Blocking faster vehicles on the first lane on expressways is a contentious issue.
There are generally two camps.
One camp will say that if there's a vehicle coming up behind you that is travelling faster, you are road-hogging if you do not give way.
The other camp believes if you travel at the speed limit on the first lane, you have the right of way and need not give way.
Enter 'John'. John took the effort to edit a video of his in-car footage documenting his run-in with a driver who belongs in the first camp. John, naturally, belongs to the second.
John claimed he was driving at the speed limit inside the KPE:
Then, a Subaru Forester approaches behind John, turns on its high beam and sounds its horn.
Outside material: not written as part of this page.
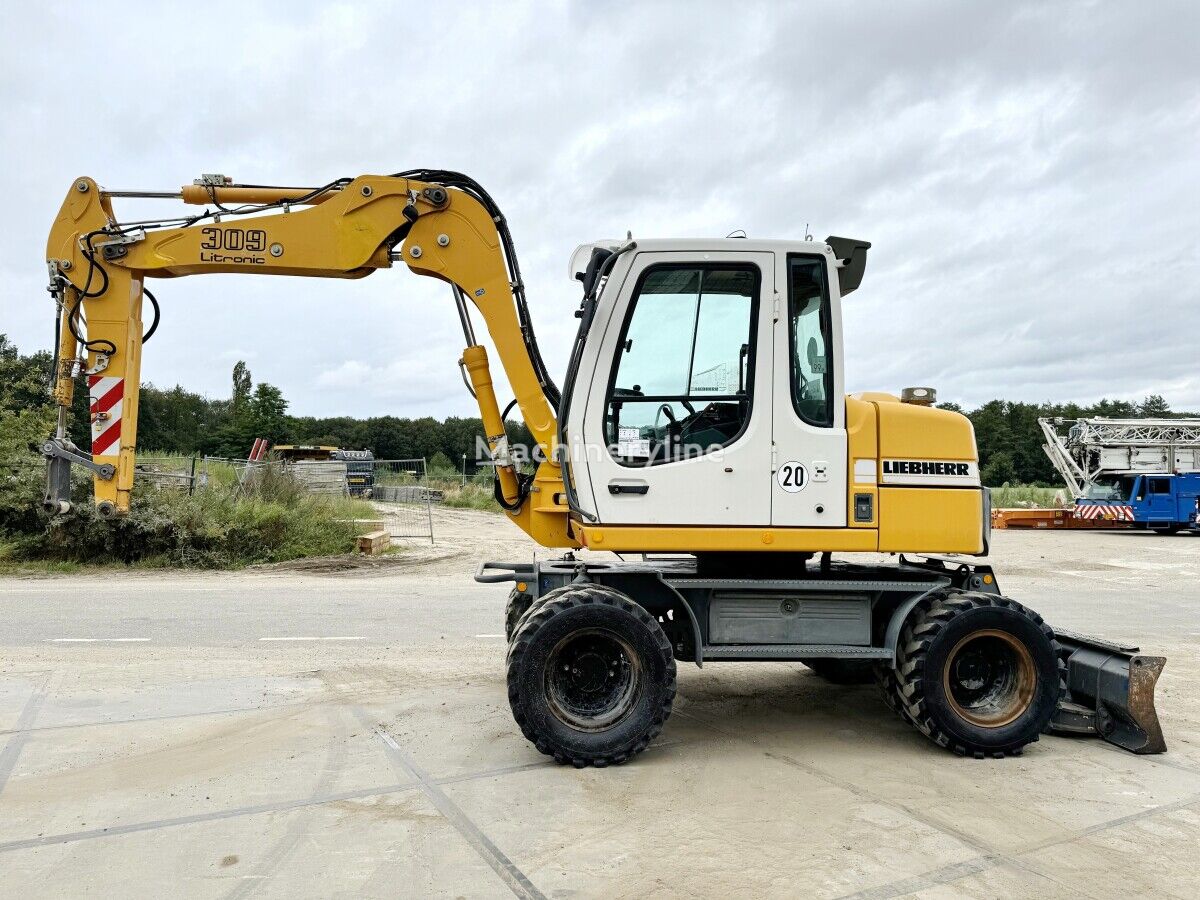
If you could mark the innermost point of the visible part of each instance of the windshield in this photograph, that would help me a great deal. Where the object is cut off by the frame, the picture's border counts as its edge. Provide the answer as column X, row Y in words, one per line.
column 1113, row 489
John said that he wanted to filter to the middle lane but there was no space. This keeps up for another 30 seconds. It can be seen in the video that vehicles in the middle lane were travelling at more or less at the same speed with the cars in the first lane, with a silver Toyota Rush even going faster than John's car at one point:
The Forester finally found space to filter to the middle lane to overtake John's car.
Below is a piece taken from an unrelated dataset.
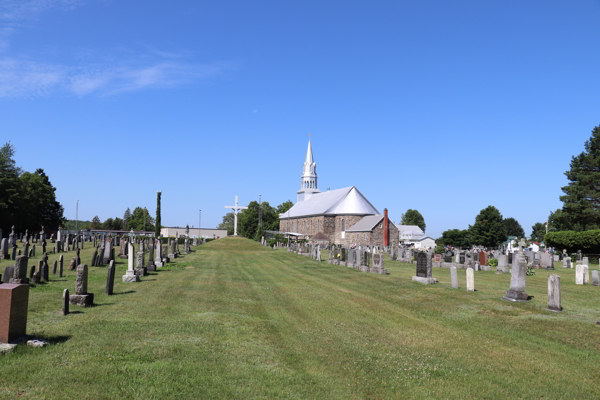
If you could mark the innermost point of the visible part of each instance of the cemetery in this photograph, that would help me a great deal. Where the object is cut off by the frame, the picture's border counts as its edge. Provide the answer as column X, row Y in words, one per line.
column 276, row 322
But there was no space for the Forester to cut in front of John's car. Note how the Toyota Rush is ahead of John's car.
Unfortunately, the Forester then jammed its brake in front of John's car.
You can watch the full video uploaded on All Singapore Stuff here:
Road-hogging?
Top comments on the video lambasted John for not giving way despite his argument that he was travelling at the speed limit.
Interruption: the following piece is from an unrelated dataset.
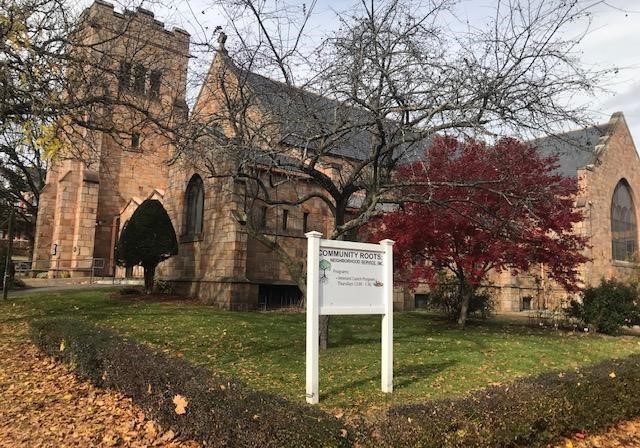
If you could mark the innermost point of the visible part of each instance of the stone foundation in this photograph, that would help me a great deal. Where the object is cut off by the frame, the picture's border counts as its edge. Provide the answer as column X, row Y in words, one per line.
column 236, row 295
Several comments called out John for not keeping left when he was not overtaking. They also called him out for road-hogging.
But somewhere else on the Internet suggests that John may not have been road-hogging.
According to this thread on shared on SG Road Vigilante the ruling on whether travelling at the speed limit is considered road-hogging is somewhat contentious:
While the road traffic rules state that "Every vehicle shall at all times be driven in such manner as not to obstruct vehicles moving at a faster speed" and "Every vehicle which is moving at a slow rate of speed shall be driven as close to the left-hand side of the roadway as possible", it seems that paragraph 4 of the response confuses the matter by saying that as long as you travel at the speed limit you are not committing an offence even if there's a faster vehicle behind.
And then there's this brochure by LTA which doesn't include that factoid about travelling at the speed limit:
There's also a 25-page thread on Hardwarezone arguing what is legal and what is the considerate behaviour. Here's a taste:
Basic Theory doesn't have definitive answer
If you take out your dusty basic theory book, you'll find this:
It doesn't say whether travelling at the speed limit makes you road-hogger.
Perhaps John had every legal right to travel at the speed limit on the first lane, but some times the vehicle behind you may be in a terrible rush -- be it to a loved one's death bed or to their own reckless speedy death -- and it wouldn't hurt to just give way rather than let the situation escalate. Then everyone loses.